Why do fans have this ravenous thirst for schedule insight days before its release? Because the NFL teams and corresponding news machines make them thirsty.

During the draft, the NFL announced several games. One was the Week 2 Thursday Night Football matchup between the Chiefs and Los Angeles Chargers. That game is a pretty big deal! Two contending division rivals clashing on the first Thursday Night Football game streamed on Amazon Prime Video. The story writes itself, and the NFL was right to announce it. Since then, there has been a slow trickle of officially announced games. A Monday Night Football doubleheader on Sept. 19, international games, and a Chiefs and Tampa Bay Buccaneers matchup on Sunday Night Football, just to name a few.

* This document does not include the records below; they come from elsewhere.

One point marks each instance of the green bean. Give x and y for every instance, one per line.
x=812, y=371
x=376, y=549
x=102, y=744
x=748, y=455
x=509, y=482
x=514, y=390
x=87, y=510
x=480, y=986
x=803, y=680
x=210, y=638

This trickle makes fans want more. Here is where the schedule release gets frustrating.

The individual teams, NFL Network, and sports outlets start drumming up this impending event. Like everything in modern sports reporting, however, someone wants the scoop. They want ESPN analysts quoting their tweets and their breaking news for a massive audience. The kids call this “clout” nowadays, supposedly.

Chasing this recognition makes people do incredulous things. From fake Twitter accounts to dissecting blurry photos of nothing, fans’ thirst climaxes to amazing heights. Fans are clamoring on social media, bringing the league to millions of eyes again weeks after the draft.  That is right where the NFL wants them.

Take a look at the calendar year from the NFL’s viewpoint. There is a three-month span, from the draft’s end to the beginning of training camps, where there is no reason to highlight the NFL. There will be the occasional story fans will care about, enough for a 10-minute segment on SportsCenter, but that is not enough.

If the NFL reaches more people, it means more money for the league and its owners. That leads to possibly more fans coming to games, more followers on social media, and more hype for a season nearly five months away. So if they make the schedule release a big deal, then people will care and the ripple begins.

Think about it. The league released Kansas City’s 2022 opponents before the 2021 regular season ended. There was no fanfare, no multi-hour NFL Network special, no news cycle domination. The announcement came and went. The opponents are the important part, not when Kansas City is playing those opponents, but that announcement came during the season when the NFL already had millions of fans’ attention across numerous outlets. But, the schedule release comes during an NFL schedule void.

The NFL will continually extend this window for trivial league events. Does the schedule change anything? Yes, as post-bye week opponents are important for head coach Andy Reid. Is the schedule more important than the opponents on said schedule? No, not even close. This schedule release is a product of the NFL machine. No lives will be changed, like during the draft. No roster decisions will happen, like during the preseason. But, the NFL cares because more eyes mean more fans which means more money.

And everyone knows, that green always talks in the NFL.